What is WeFree?
The WeFree Project comes to life from our everyday experience with young people.
We know how useful it is raising awareness on the risks associated with drug use, we also know that often it is not enough: it is crucial to engage the youth and all people concerned, excite them, provoke them to react.
What does it mean?
WeFree: seems simple, doesn’t it? But what does it really mean to be free?
Some people think that getting drunk, smoking pot, or doing coke are ways of expressing personal freedom. We’d like to propose that it is completely the opposite. Because we know that being free, truly free, means to live, love and have fun without a substance conditioning our actions or experience.
Being “WeFree” means not being dependent on things outside of yourself. Sure that means drugs, but not only drugs other things too. It’s about not feeling judged by others, the fear of not being “enough”, the mirror, the scales and anything that impedes us from being ourselves.
The WeFree project was created from our involvment with young people.

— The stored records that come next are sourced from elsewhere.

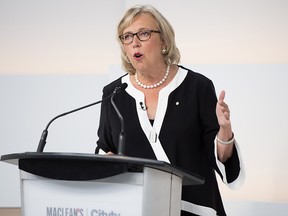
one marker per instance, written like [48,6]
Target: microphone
[121,140]
[44,135]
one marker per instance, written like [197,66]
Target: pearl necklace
[156,84]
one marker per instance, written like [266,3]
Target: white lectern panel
[50,197]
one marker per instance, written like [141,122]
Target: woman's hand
[225,133]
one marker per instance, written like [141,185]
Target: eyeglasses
[142,35]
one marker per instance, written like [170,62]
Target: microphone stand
[121,140]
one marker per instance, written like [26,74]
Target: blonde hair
[171,55]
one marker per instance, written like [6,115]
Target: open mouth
[137,55]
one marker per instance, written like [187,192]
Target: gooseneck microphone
[121,140]
[44,135]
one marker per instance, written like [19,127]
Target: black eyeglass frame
[137,34]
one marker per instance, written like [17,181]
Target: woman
[171,113]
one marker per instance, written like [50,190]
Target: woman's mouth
[137,55]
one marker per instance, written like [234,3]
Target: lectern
[70,184]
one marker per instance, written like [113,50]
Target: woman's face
[144,55]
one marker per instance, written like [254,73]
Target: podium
[70,184]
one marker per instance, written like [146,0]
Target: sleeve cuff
[239,181]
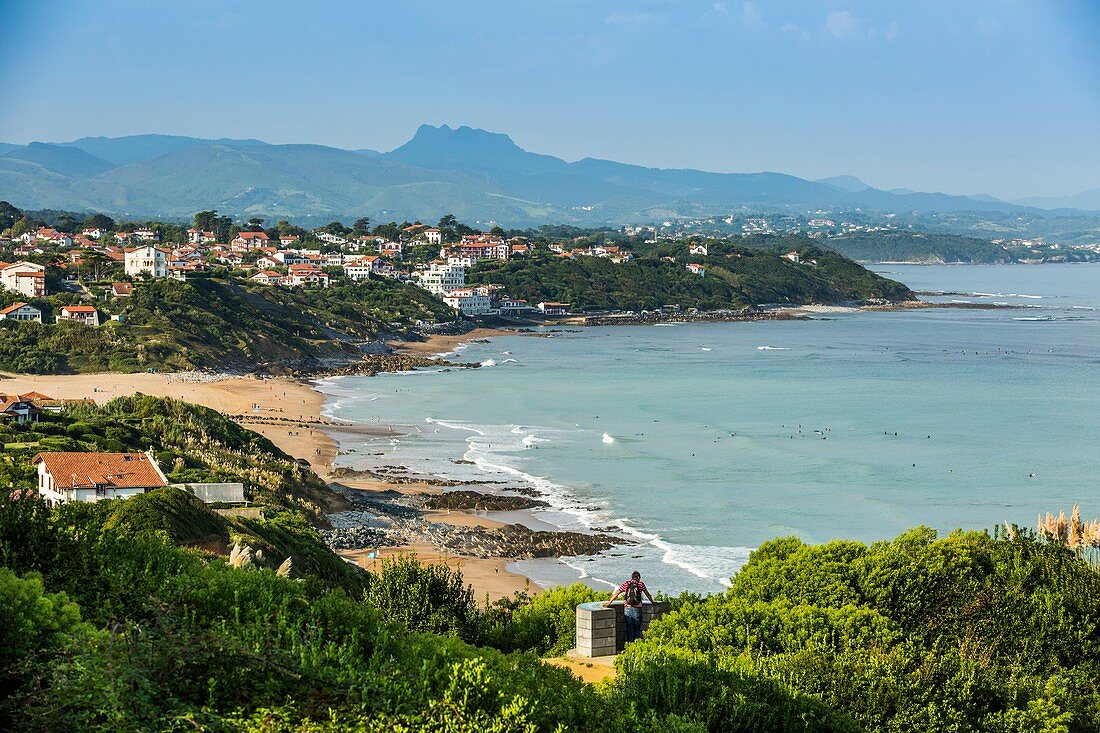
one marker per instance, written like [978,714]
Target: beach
[288,413]
[444,343]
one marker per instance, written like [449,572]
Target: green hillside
[134,615]
[736,276]
[220,323]
[917,247]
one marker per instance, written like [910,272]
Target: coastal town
[317,259]
[436,259]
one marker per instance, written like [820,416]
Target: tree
[336,228]
[99,221]
[205,220]
[95,261]
[66,222]
[9,215]
[391,231]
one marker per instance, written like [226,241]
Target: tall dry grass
[1081,537]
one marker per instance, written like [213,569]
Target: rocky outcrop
[481,502]
[515,540]
[392,520]
[376,363]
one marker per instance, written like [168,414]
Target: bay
[702,441]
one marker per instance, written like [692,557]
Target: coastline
[288,412]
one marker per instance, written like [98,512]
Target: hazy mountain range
[474,174]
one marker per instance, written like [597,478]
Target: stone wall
[602,632]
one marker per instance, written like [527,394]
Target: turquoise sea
[701,441]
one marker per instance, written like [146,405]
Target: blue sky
[982,96]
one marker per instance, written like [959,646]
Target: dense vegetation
[736,276]
[129,616]
[964,633]
[900,245]
[193,444]
[218,323]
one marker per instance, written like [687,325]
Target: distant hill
[1088,200]
[916,247]
[139,149]
[477,175]
[64,161]
[850,184]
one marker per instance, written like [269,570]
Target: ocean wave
[1005,295]
[498,450]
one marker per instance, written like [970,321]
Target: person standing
[631,592]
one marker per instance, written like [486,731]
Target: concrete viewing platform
[601,631]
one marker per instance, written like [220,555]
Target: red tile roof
[75,470]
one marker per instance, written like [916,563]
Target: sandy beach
[288,413]
[442,343]
[284,411]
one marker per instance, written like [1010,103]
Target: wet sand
[442,343]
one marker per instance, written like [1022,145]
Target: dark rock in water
[475,500]
[517,540]
[377,363]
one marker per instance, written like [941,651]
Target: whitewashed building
[441,277]
[146,260]
[85,477]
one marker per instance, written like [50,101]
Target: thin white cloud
[989,26]
[842,23]
[628,19]
[751,14]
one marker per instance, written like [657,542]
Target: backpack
[633,593]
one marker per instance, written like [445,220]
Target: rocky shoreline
[389,518]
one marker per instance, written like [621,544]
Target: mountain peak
[845,183]
[461,135]
[470,149]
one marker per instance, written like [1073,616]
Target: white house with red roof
[551,308]
[21,312]
[361,267]
[86,315]
[441,277]
[24,277]
[306,275]
[469,302]
[85,477]
[149,260]
[266,277]
[249,240]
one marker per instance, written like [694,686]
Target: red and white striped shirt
[641,587]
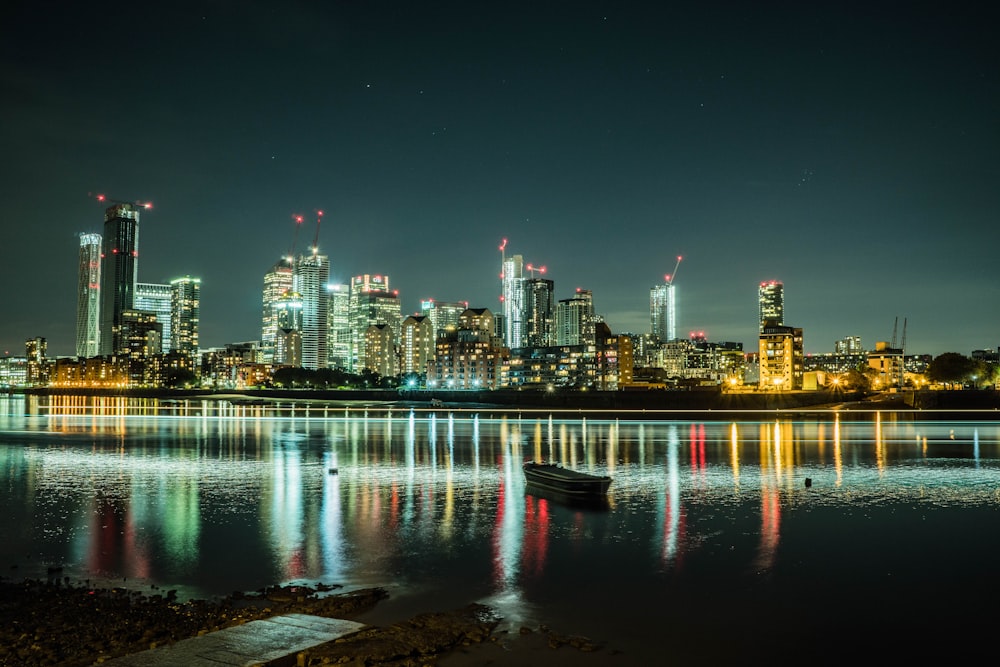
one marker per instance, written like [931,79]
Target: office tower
[443,315]
[119,273]
[338,339]
[312,273]
[35,350]
[513,301]
[157,298]
[663,312]
[781,357]
[288,340]
[771,300]
[371,303]
[380,350]
[185,311]
[416,344]
[575,319]
[539,314]
[277,281]
[88,297]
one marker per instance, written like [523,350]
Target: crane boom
[670,277]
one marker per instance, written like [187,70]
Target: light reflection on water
[210,497]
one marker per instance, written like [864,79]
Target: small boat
[566,481]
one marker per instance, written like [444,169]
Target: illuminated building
[781,358]
[888,365]
[119,273]
[185,311]
[338,323]
[538,312]
[575,319]
[513,301]
[156,298]
[848,345]
[771,303]
[371,303]
[312,273]
[443,316]
[288,340]
[34,351]
[467,358]
[139,335]
[88,297]
[416,344]
[277,281]
[380,350]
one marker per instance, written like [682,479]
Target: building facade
[312,273]
[157,298]
[277,281]
[185,314]
[771,303]
[781,358]
[120,254]
[88,297]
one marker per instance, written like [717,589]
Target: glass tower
[118,275]
[771,300]
[88,297]
[185,311]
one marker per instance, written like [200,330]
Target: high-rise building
[157,298]
[539,313]
[185,311]
[781,357]
[371,303]
[771,301]
[663,312]
[513,301]
[288,341]
[119,273]
[277,281]
[88,297]
[338,323]
[416,344]
[312,273]
[575,319]
[443,315]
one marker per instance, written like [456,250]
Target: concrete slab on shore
[272,641]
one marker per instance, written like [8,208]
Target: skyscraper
[338,326]
[185,312]
[119,273]
[513,301]
[371,303]
[771,301]
[88,297]
[312,273]
[663,312]
[575,319]
[539,312]
[157,298]
[277,281]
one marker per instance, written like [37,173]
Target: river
[722,540]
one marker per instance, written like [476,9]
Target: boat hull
[570,483]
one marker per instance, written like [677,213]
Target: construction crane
[319,217]
[670,276]
[104,199]
[295,236]
[531,268]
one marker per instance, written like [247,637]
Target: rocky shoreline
[54,622]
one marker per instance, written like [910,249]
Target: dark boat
[565,481]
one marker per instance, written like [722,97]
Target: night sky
[849,150]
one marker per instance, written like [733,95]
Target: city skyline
[849,155]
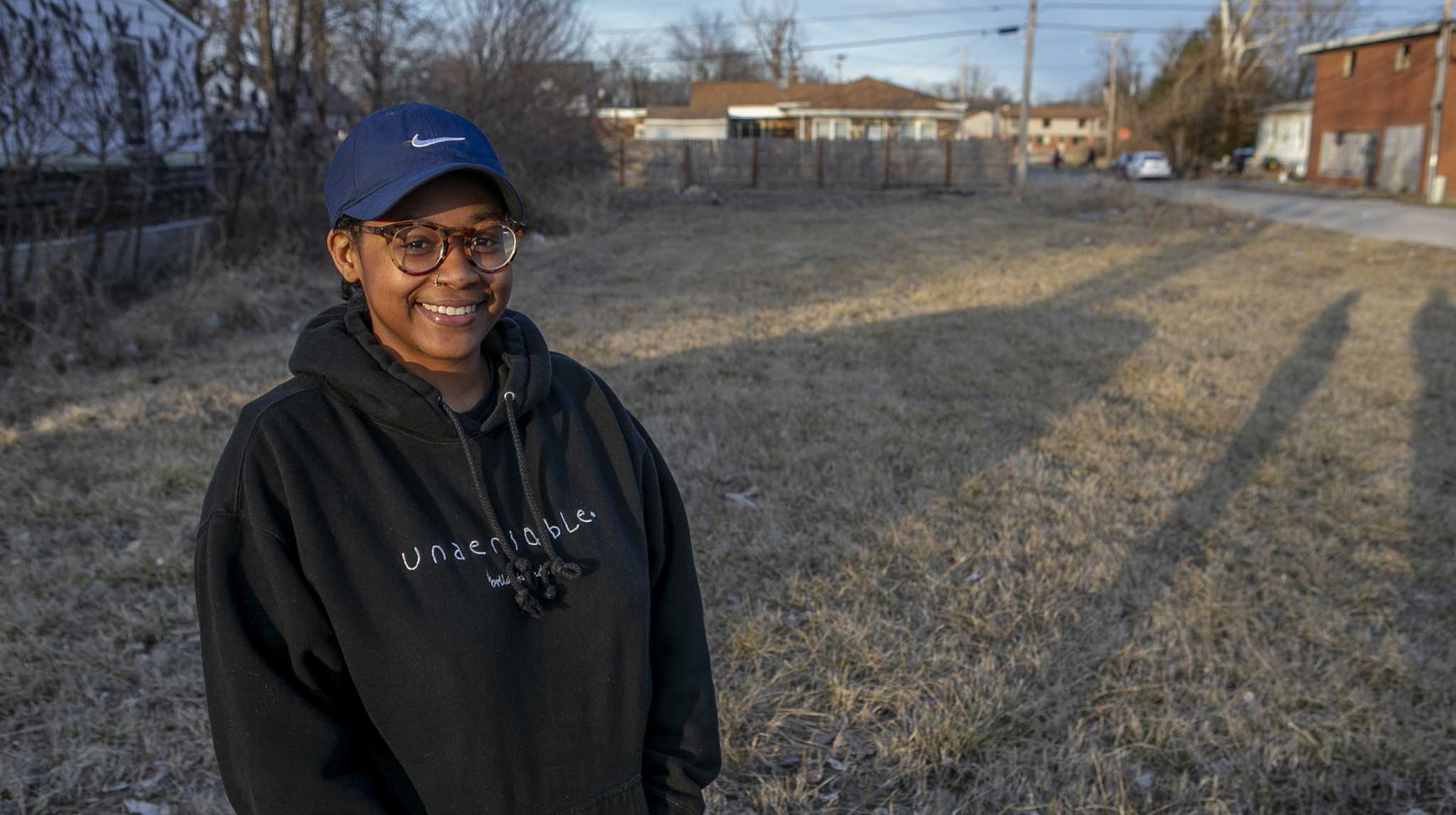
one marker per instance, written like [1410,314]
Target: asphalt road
[1435,226]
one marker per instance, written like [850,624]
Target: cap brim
[378,203]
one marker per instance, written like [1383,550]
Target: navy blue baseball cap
[393,150]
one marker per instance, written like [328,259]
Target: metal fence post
[753,164]
[886,181]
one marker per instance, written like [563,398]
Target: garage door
[1401,158]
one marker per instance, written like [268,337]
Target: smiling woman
[429,424]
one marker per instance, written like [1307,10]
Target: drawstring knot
[518,570]
[557,567]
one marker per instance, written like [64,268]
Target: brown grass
[1051,508]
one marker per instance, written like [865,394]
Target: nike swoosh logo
[429,142]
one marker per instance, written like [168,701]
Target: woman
[443,570]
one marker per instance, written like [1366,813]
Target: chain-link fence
[778,164]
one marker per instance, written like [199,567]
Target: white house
[1285,134]
[104,90]
[1049,127]
[127,87]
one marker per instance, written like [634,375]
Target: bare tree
[1302,22]
[519,69]
[89,90]
[376,44]
[980,86]
[626,82]
[705,50]
[775,29]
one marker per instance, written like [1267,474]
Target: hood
[338,346]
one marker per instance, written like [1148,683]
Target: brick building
[1372,110]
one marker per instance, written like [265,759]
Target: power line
[993,8]
[1001,31]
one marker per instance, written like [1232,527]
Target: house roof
[176,14]
[1056,111]
[685,112]
[1296,107]
[724,93]
[864,93]
[1369,38]
[867,93]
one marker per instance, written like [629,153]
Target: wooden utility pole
[963,73]
[1443,60]
[1025,98]
[1111,92]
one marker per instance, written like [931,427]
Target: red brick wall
[1376,97]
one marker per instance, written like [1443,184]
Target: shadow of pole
[1433,440]
[1107,624]
[1433,481]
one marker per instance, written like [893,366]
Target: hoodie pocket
[623,799]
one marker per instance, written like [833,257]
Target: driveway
[1435,226]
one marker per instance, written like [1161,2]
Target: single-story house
[1372,111]
[1285,136]
[1049,127]
[108,97]
[862,110]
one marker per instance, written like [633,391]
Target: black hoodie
[361,594]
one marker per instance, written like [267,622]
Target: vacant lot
[999,507]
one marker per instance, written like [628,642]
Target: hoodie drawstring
[518,570]
[557,567]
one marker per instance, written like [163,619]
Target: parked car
[1147,165]
[1241,158]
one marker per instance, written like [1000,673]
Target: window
[830,129]
[132,97]
[918,130]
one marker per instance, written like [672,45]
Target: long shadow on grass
[1433,474]
[1110,619]
[935,398]
[847,430]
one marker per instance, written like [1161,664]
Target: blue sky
[1064,60]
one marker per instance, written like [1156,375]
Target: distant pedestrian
[443,570]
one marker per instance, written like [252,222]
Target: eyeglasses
[418,247]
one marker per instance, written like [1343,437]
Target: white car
[1147,165]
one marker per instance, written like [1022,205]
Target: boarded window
[132,93]
[1346,154]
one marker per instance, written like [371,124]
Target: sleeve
[682,753]
[287,724]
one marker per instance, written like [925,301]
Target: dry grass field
[999,507]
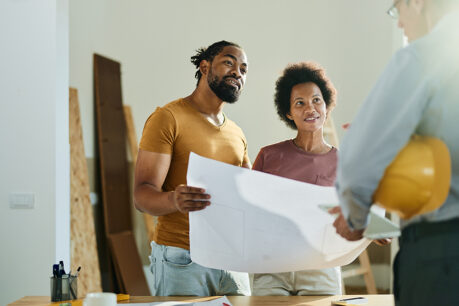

We understand how important information on the dangers of drugs are, but we know that it is often not enough: we have learned that to provoke a reaction we need to generate an emotion. for this reason, from 2002, we have been performing theatrical plays in schools all around Italy, based on people in the programs lives, those who lived it and survived.
Why does it depend on us
All activities realized by the “WeFree” project is caracterized by continued reference to a central theme “It depends on us”. A chain that links the performances, information and events, which is based on two cardinal points:
Awarness:
Understanding the full consequences of what our actions have on us and others in the world, even those commonly voiced as normal “everybody is doing it”, not dangerous “it’s only one line”or equated with freedom of the idividual “I’m only hurting myself”.
Responsibility:
To comprehend that change is possible starting with the small behaviors we use everyday and the assumption of responsibility “I don’t want to be an accomplice” that can make the difference.